Physical activity is generally safe for everyone. The health benefits you gain from being active are far greater than the chances of getting hurt. Here are some things you can do to stay safe while you are active: if you have not been active in a while, start slowly and build up. Build up the time you spend before switching to activities that take more effort. Use the correct safety gear and sports equipment (helmets, good walking shoes). Choose a safe place to do your activity and see a health care provider if you have a problem.

Why is physical activity important? Regular physical activity can produce long term health benefits. People of all ages, shapes, sizes and abilities can benefit from being physically active. The more physical activity you do, the greather the health benefits. Being physical active can help you: increase your chances of living longer, feel better about yourself, decrease your chances of becoming depressed, sleep well at night, move around more easily, have stronger muscles and bones and stay at or get to a healthy weight.

When you are not physically active, you are more likely to: get heart disease, type 2 diabetes, have high blood pressure, have high blood cholesterol and have a stroke. Physical activity and nutrition work together for better health.

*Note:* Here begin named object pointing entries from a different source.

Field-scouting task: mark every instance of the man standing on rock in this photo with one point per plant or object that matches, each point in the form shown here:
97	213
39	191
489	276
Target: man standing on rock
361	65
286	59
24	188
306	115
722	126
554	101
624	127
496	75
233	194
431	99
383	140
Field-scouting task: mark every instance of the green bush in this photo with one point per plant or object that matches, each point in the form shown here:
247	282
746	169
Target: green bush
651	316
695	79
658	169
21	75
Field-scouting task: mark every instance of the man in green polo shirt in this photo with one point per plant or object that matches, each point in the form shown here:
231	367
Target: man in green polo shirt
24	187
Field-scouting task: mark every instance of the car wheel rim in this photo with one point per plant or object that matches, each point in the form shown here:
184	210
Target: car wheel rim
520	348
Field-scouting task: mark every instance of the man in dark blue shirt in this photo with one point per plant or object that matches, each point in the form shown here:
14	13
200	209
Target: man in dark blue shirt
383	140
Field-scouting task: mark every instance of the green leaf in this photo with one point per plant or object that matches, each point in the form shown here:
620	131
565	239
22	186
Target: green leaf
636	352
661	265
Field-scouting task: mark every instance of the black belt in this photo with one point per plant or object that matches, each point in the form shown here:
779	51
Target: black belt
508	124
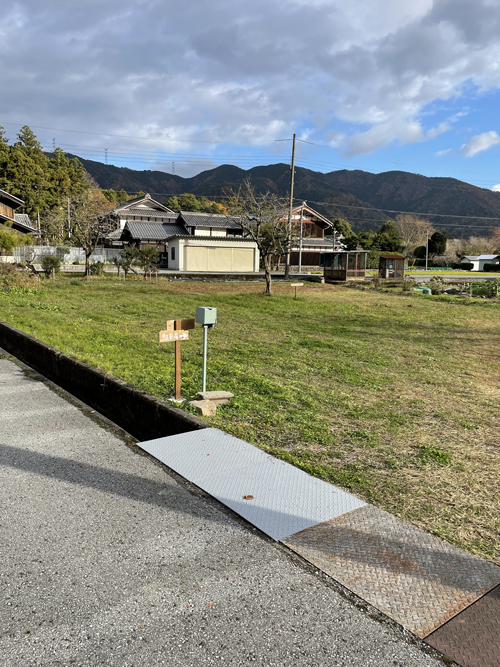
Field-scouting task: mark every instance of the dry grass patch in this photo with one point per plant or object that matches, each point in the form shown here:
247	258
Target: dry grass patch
394	397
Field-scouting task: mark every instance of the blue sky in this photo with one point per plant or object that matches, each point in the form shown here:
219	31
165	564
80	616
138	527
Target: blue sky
371	84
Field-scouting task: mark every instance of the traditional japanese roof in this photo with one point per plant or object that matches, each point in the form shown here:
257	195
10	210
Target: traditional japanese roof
322	221
314	241
153	231
132	203
392	255
152	212
209	220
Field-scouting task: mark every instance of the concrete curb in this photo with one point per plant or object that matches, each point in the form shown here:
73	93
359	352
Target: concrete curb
140	414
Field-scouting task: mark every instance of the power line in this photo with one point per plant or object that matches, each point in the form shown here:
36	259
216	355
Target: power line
118	136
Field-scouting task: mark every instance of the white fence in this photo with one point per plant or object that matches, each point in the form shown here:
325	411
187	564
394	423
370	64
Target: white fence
66	255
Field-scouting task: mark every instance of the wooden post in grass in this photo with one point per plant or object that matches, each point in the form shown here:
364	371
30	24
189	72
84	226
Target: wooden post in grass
177	331
296	285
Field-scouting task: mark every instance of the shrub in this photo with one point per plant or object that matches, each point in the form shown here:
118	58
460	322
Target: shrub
50	262
436	285
97	269
408	284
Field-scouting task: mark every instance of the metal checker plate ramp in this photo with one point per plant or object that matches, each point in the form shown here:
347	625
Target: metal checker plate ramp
285	500
472	639
411	576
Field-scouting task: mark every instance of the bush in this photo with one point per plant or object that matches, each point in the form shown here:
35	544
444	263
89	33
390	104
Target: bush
408	284
436	285
97	269
49	263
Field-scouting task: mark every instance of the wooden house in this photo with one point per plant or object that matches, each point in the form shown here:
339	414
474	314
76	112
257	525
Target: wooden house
309	228
18	221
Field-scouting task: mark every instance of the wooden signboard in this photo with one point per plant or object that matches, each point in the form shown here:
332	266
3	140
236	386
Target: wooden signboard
185	324
296	285
176	332
171	336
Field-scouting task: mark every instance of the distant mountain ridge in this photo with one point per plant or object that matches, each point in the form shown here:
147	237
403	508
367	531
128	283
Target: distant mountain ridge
354	195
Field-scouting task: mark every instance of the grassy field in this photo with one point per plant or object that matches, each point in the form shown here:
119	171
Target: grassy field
392	396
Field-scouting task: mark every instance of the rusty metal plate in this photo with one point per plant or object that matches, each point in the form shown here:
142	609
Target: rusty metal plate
472	639
411	576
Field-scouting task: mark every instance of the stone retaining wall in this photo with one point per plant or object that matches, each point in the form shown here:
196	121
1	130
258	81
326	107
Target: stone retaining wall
142	415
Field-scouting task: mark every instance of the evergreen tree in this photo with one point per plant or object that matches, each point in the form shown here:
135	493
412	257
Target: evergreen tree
437	243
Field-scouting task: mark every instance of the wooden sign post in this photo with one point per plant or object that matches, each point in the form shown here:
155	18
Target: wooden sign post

Being active increases the amount of calories burned. As people age their metabolism slows, so maintaining energy balance requires moving more and eating less.

Here are some tips for increasing physical activity: join a walking group in the neighborhood or at the shopping mall. Recruit a partner for support and encouragement. Get the whole faminly involved-enjoy an afternoon bike ride with your kids. Walk up and down the soccer or softball field sidelines while watching the kids play. Clean the house or wash the car and, finally drive less and walk, skate, or cycle more. Enjoy your week by eating healthy and exercising more.

Mary Welch-Bezemek is a nutritionist with the Imperial County Cooperative Extension near Holtville.